I am running python3 on a Debian 10 (buster) system.

Up until yesterday, I was able to perform this import:

from metpy.plots import (StationPlot, StationPlotLayout, wx_code_map, current_weather)

After a general package update, I can no longer perform the import and instead get this string of errors:

Traceback (most recent call last): File "/home/disk/bob/impacts/bin/ASOS_plot_data_hourly_ISU.py", line 37, in from metpy.plots import (StationPlot, StationPlotLayout, wx_code_map, current_weather) File "/usr/lib/python3/dist-packages/metpy/init.py", line 35, in from .xarray import * # noqa: F401, F403, E402 File "/usr/lib/python3/dist-packages/metpy/xarray.py", line 27, in from .units import DimensionalityError, UndefinedUnitError, units File "/usr/lib/python3/dist-packages/metpy/units.py", line 40, in lambda string: string.replace('%', 'percent') File "/usr/lib/python3/dist-packages/pint/registry.py", line 74, in call obj = super(_Meta, self).call(*args, **kwargs) TypeError: init() got an unexpected keyword argument 'preprocessors'

In fact, I can't even do a simple

import metpy

without getting the same error chain.

Obviously, there must be some sort of version discrepancy with xarray or some other package.

I currently have these versions installed: 1.0.0rc1.po of metpy and 0.12.1-1 of xarray.

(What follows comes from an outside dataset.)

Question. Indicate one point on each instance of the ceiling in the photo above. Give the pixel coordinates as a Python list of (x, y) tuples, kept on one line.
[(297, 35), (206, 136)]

Any thoughts about what the required combination of packages should be or who I might ask about this?

Upvotes: 1

Views: 127

Answers (1)

DopplerShift
DopplerShift

Reputation: 5843

It's unclear from your post what versions of Pint and Python you have installed. From the error, it seems like you are having problems with too old a version of Pint installed, though MetPy 1.0.0rc1 should have had support to deal with that. Really, the whole 1.0.0rc1.po version makes me wonder almost if MetPy was installed from git at some point after rc1?

Regardless, MetPy 1.0.0rc1, which means that was the first Release Candidate for the 1.0 release of MetPy and is not a version I would rely upon. I would suggest updating to either MetPy 1.0.1 (if you are using Python 3.6) or MetPy 1.2 (for Python >= 3.7).